Main function to classify graphs and plot results.

Parameters
  • features (dataframe) – extracted features

  • features_info (dataframe) – features information

  • graphs (GraphCollection) – input graphs

  • analysis_type (str) – ‘classification’ or ‘regression’

  • folder (str) – folder to save analysis

  • graph_removal (float) – remove samples with more than graph_removal % bad values

  • interpretabiliy (int) – filter out features below this interpretability

  • model (str) – model to preform analysis

  • compute_shap (bool) – compute SHAP values or not

  • kfold (bool) – run with kfold

  • reduce_set (bool) – is True, the classification will be rerun on a reduced set of top features (from shapely analysis)
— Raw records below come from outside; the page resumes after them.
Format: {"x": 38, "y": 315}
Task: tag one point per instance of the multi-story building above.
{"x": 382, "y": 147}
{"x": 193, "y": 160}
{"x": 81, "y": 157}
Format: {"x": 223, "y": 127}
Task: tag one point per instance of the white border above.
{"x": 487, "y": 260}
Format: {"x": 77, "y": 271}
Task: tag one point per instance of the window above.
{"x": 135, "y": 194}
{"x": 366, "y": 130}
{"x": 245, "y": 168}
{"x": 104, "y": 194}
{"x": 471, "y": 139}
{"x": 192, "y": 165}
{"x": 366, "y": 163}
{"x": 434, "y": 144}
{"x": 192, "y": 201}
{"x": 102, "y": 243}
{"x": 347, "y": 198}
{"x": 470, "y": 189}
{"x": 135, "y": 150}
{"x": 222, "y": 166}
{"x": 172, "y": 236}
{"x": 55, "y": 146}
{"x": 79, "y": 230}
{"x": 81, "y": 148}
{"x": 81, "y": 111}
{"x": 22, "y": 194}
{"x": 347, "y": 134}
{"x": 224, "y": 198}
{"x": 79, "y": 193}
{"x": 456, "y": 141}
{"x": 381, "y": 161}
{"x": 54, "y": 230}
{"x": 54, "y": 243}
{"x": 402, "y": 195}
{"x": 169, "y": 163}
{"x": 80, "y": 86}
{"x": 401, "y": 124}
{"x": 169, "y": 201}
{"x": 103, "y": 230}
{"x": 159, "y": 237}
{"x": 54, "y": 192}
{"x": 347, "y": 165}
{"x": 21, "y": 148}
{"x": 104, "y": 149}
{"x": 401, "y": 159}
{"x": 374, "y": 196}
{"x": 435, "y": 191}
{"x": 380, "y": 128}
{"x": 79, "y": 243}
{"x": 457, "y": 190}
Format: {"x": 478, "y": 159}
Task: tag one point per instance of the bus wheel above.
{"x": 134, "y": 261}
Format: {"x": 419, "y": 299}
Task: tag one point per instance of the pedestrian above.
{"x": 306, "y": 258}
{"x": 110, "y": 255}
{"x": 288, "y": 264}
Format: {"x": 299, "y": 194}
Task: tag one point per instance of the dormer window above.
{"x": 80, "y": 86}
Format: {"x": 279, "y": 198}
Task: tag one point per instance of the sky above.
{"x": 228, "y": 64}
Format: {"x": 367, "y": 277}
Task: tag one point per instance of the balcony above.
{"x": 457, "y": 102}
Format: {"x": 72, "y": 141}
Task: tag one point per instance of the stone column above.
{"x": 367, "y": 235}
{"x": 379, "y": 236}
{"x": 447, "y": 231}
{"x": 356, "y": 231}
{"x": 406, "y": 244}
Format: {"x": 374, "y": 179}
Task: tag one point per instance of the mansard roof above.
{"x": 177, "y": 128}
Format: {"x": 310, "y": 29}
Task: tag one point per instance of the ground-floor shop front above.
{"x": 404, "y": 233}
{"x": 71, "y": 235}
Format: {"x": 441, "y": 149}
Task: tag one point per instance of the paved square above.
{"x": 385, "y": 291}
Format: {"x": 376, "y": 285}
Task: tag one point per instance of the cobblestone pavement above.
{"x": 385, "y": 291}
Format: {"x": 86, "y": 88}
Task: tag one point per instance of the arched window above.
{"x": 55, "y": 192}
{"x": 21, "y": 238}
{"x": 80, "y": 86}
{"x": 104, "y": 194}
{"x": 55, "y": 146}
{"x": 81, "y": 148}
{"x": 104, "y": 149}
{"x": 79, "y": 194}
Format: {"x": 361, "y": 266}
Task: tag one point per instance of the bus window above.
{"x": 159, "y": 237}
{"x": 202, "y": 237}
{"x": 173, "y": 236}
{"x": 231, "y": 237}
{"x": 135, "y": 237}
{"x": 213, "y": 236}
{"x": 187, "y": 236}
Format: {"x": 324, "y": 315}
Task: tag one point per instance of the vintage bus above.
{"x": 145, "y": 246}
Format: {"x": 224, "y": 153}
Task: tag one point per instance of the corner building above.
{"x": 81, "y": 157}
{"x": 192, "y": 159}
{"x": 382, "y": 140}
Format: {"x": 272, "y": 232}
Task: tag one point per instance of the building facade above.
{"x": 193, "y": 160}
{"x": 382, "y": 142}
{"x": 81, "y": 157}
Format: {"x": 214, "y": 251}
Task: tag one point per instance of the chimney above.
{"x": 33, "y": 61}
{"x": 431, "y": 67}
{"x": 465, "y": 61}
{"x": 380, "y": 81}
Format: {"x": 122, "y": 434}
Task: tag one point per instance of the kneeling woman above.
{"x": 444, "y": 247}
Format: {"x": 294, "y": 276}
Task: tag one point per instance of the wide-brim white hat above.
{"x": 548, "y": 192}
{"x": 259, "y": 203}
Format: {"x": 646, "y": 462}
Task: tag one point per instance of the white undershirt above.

  • reduce_set_size (int) – number of features to keep for reduces set

  • reduced_set_max_correlation (float) – to discared highly correlated top features in reduced set of features

  • plot (bool) – save plots

  • max_feats_plot (int) – max number of feature analysis to plot

  • n_repeats (int) – number of k-fold repeats

  • n_splits (int) – numbere of split for k-fold, None=automatic estimation

  • random_state (int) – rng seed

  • test_size (float) – size of test dataset (see sklearn.model_selection.ShuffleSplit)

  • trained_model (str) – provide path to pretrained model to apply to new data

  • save_modeel (bool) – save the obtained model to reuse later

Returns

dictionary with results

Return type

(dict)

hcga.analysis.classify_pairwise(features, features_info, model='XG', graph_removal=0.3, interpretability=1, n_top_features=5, reduce_set=False, reduced_set_size=100, reduced_set_max_correlation=0.5, n_repeats=1, n_splits=None, analysis_type='classification')[source]

Classify all possible pairs of clases with kfold and returns top features.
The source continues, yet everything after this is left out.